Comparative life-cycle impact assessment of concrete manufacturing in Singapore

LIFE CYCLE SUSTAINABILITY ASSESSMENT

Abstract

Purpose

For countries like Singapore that is highly dependent on imported goods, it is essential to consider the consequences of consumption of imported cement and other concrete constituents for a fair carbon trading at global and regional levels. Recently, as a result of reduction in trade barriers and costs of materials and fuels, Singapore does not have much incentive in reducing environmental impacts of these imported goods. However, Singapore has set high environmental targets nationally to reduce impacts from building and construction. In addition to its national efforts, Singapore also needs to take action in trade-related consequences of importing energy-intensive products like cement and aggregates to Singapore. The purpose of this study is to quantify and suggest alternatives for reducing the embodied energy and life-cycle impacts of concrete consumption in Singapore on the basis of current trading volumes of these materials from Singapore’s importers.

Methods

A detailed life-cycle assessment of concrete manufacturing in Singapore is performed to suggest possible ways to reduce the environmental impacts from importing cement and aggregates from Singapore’s trade partners based on an earlier life-cycle inventory developed for Singapore and its neighboring countries. Life-cycle impact assessment (LCIA) impact characterization factors are based on a midpoint-oriented and hierarchist approach as defined by ReCiPe method.

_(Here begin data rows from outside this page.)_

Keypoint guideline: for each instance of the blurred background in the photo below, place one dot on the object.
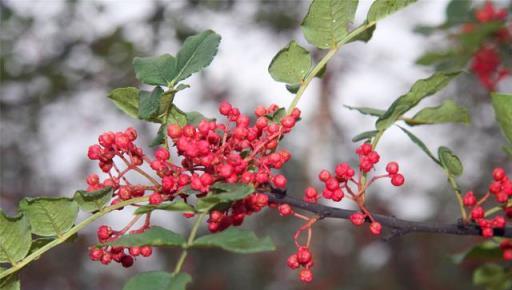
(60, 59)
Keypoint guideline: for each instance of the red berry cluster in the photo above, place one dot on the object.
(343, 182)
(501, 189)
(487, 64)
(302, 258)
(231, 152)
(122, 255)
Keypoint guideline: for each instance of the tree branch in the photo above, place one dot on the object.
(398, 227)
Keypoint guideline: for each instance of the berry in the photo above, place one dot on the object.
(357, 218)
(375, 228)
(306, 276)
(285, 209)
(146, 251)
(397, 179)
(155, 198)
(392, 167)
(498, 174)
(279, 181)
(292, 262)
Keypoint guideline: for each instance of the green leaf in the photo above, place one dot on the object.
(11, 282)
(293, 88)
(158, 70)
(420, 90)
(420, 144)
(154, 236)
(176, 116)
(485, 251)
(502, 104)
(365, 35)
(291, 64)
(447, 112)
(450, 161)
(277, 116)
(194, 118)
(93, 201)
(197, 53)
(126, 99)
(160, 136)
(327, 21)
(158, 281)
(50, 216)
(493, 277)
(149, 103)
(236, 241)
(15, 238)
(383, 8)
(367, 111)
(457, 12)
(178, 205)
(365, 135)
(222, 193)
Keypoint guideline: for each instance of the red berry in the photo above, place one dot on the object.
(469, 199)
(392, 167)
(155, 198)
(357, 218)
(375, 228)
(324, 175)
(304, 256)
(285, 209)
(306, 276)
(127, 261)
(279, 181)
(146, 251)
(498, 174)
(397, 179)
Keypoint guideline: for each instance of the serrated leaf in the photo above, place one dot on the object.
(383, 8)
(94, 200)
(457, 12)
(420, 90)
(15, 238)
(277, 116)
(176, 116)
(161, 134)
(502, 104)
(158, 281)
(420, 144)
(485, 251)
(179, 206)
(197, 53)
(50, 216)
(365, 135)
(154, 236)
(293, 88)
(450, 161)
(126, 99)
(194, 118)
(327, 21)
(447, 112)
(11, 282)
(493, 277)
(236, 241)
(291, 64)
(149, 104)
(367, 111)
(158, 70)
(222, 193)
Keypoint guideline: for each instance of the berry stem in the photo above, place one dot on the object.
(36, 254)
(323, 62)
(190, 241)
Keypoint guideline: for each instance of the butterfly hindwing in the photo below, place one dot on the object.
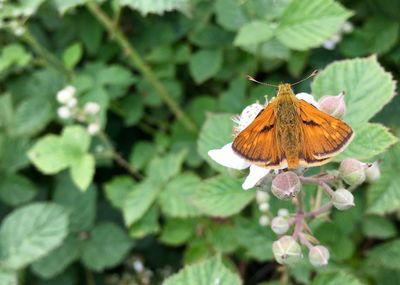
(258, 143)
(323, 136)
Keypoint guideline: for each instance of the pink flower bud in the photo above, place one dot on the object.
(279, 225)
(318, 256)
(373, 173)
(286, 185)
(286, 250)
(333, 105)
(352, 171)
(342, 199)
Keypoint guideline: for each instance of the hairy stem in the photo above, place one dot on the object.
(140, 64)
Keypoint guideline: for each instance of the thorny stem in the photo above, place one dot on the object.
(140, 64)
(117, 157)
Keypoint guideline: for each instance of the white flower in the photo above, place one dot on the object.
(64, 112)
(93, 128)
(66, 94)
(228, 158)
(91, 108)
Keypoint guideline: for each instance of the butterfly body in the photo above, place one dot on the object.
(290, 132)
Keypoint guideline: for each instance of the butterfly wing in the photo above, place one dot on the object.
(258, 142)
(323, 136)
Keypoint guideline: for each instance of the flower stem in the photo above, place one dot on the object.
(140, 64)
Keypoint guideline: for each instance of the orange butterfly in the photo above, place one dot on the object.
(290, 133)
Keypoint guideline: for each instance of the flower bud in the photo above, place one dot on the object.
(352, 171)
(264, 207)
(333, 105)
(64, 95)
(342, 199)
(93, 128)
(262, 196)
(373, 173)
(91, 108)
(318, 256)
(286, 185)
(64, 112)
(263, 220)
(279, 225)
(286, 250)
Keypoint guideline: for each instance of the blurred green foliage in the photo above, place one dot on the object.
(82, 208)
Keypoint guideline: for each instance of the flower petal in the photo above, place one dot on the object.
(226, 157)
(255, 175)
(308, 98)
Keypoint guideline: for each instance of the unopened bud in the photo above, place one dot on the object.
(342, 199)
(333, 105)
(352, 171)
(264, 207)
(263, 220)
(286, 185)
(286, 250)
(279, 225)
(318, 256)
(373, 173)
(262, 196)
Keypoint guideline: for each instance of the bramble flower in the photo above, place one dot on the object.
(228, 158)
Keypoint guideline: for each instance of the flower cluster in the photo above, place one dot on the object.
(287, 185)
(70, 109)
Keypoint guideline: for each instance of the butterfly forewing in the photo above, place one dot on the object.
(258, 142)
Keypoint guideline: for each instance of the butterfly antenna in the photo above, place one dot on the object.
(259, 82)
(315, 72)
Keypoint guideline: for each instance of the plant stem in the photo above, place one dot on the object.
(117, 157)
(140, 64)
(49, 58)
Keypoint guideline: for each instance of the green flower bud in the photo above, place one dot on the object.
(286, 185)
(333, 105)
(342, 199)
(286, 250)
(279, 225)
(352, 171)
(373, 173)
(318, 256)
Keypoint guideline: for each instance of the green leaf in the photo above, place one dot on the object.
(65, 5)
(229, 14)
(58, 259)
(336, 278)
(211, 271)
(81, 205)
(383, 196)
(367, 85)
(72, 55)
(222, 196)
(176, 199)
(31, 232)
(139, 200)
(215, 133)
(156, 7)
(147, 225)
(308, 23)
(48, 155)
(386, 254)
(107, 246)
(254, 32)
(82, 171)
(117, 189)
(205, 64)
(177, 231)
(378, 227)
(166, 167)
(16, 189)
(369, 141)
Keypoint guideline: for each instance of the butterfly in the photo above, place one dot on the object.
(289, 133)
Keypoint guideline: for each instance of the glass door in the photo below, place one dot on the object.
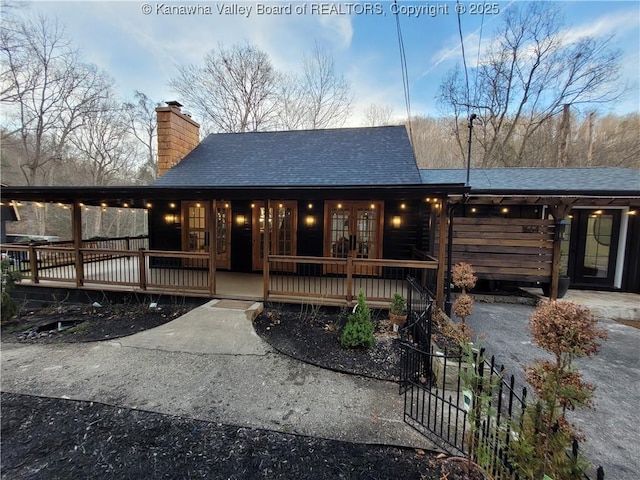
(283, 221)
(353, 230)
(223, 235)
(196, 236)
(594, 240)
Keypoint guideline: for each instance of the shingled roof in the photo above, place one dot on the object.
(566, 180)
(304, 158)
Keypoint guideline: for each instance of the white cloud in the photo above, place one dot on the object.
(615, 23)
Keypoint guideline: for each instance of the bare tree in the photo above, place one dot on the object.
(104, 145)
(233, 92)
(141, 114)
(326, 99)
(46, 90)
(528, 73)
(376, 115)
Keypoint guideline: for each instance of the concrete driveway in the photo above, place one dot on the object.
(211, 365)
(612, 426)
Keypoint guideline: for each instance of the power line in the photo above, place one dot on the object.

Following the LCIA, a scenario analysis is conducted to select the best combination of cement and aggregate importers of Singapore based on their environmental performance.

Results and discussion

Results from the scenario analysis show that overall impacts can be reduced by importing the materials from a nearer source with efficient production technologies and greener fuel mixes. About 10–34 % reduction is estimated in embodied energy, acidification, eutrophication, global warming potential, smog, and health impacts by importing from a closer and technologically greener source.

Conclusions

Despite the limitations due to data and modeling uncertainties, this study constitutes a baseline/benchmark for addressing the current cement and aggregate markets and associated environmental impacts of concrete consumption in Singapore based on historical import quantities of cement and aggregates from neighboring countries of Singapore. In the near future, policy-related action would be influential in achieving Singapore’s national and global environmental targets in buildings and construction sector. Incorporation of an LCA approach into Green Mark Scheme (GMS) by the Building and Construction Authority (BCA) is recommended for Singapore to comply both with its national goals and with its new climate action plan to the UN Framework Convention on Climate Change.

Keywords

Aggregates Cement Concrete Life-cycle assessment (LCA) Green Mark Scheme (GMS) for Singapore International Carbon Trading Life-cycle impact assessment (LCIA) 

Notes

Acknowledgements

This research is funded by the Republic of Singapore’s National Research Foundation through a grant to the Berkeley Education Alliance for Research in Singapore (BEARS) for the Singapore-Berkeley Building Efficiency and Sustainability in the Tropics (SinBerBEST) Program. BEARS has been established by the University of California, Berkeley, as a center for intellectual excellence in research and education in Singapore.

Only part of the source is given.